Au début de la quatrième année du conflit postyougoslave, la Croatie ne se trouve plus en état de guerre avec ses voisins. Cependant, un quart de son territoire, à l'est, est occupé par la « République autoproclamée des Serbes de la Krajina », dont le nouveau président, le colonel de police Milan Martic, a été élu le 23 janvier. Un cordon de 15 000 soldats de la FORPRONU sépare les positions croates et serbes de la Krajina.

L'autorité du président Franjo Tudjman s'est affaiblie : ses anciens fidèles Stipe Mesic, le président du Parlement, et Josip Manelic, ancien Premier ministre, ont fondé un Parti des démocrates indépendants de Croatie. Leurs principaux griefs envers le président visent sa politique à l'égard de la Fédération croato-bosniaque et sa manière trop autoritaire d'exercer le pouvoir. En septembre, lors de la visite du pape à Zagreb, le président Tudjmari espérait un soutien pontifical à l'État croate. Jean-Paul II fait savoir qu'il venait seulement en pèlerin de la paix.

Le gouvernement pratique une politique économique rigoureuse, ce qui favorise l'obtention d'aides internationales. Revers de la médaille, la corruption s'étend et l'on assiste parfois à la transformation graduelle des dirigeants politiques en hommes d'affaires.
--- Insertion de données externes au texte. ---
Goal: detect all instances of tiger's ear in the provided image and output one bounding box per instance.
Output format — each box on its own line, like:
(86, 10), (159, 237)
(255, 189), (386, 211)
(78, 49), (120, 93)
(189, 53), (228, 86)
Ainsi Mate Boban, chef des Croates de Bosnie, est devenu, après sa démission, président adjoint d'une entreprise de transport qui assure l'acheminement, légal ou illégal, d'armes et d'essence à destination de toutes les parties engagées dans le conflit...

Kosovo

Après la Bosnie, le Kosovo (partie sud de la Serbie, autrefois région autonome) est une source possible de conflit. À 90 % albanaise, la population accepte difficilement un pouvoir serbe exercé d'une façon autoritaire, certains disent même « terroriste ». En septembre, le chef du Parti nationaliste-radical, Ushin Hoti, est condamné à 5 ans de prison pour avoir prôné la sécession d'avec la Serbie. Depuis le début de l'année, plus de 70 Albanais du Kosovo ont été ainsi poursuivis. Ibrahim Rugova, clandestinement élu président du Kosovo en 1993, appelle à la non-violence et réussit à grouper autour de lui la majorité de la population.

Macédoine

Située à l'extrême-sud de l'ex-Yougoslavie, la Macédoine connaît toujours de graves problèmes avec la Grèce. Saisie d'un recours d'urgence, la Cour européenne de Luxembourg a refusé de condamner la Grèce, mais continue d'examiner la question de la Macédoine.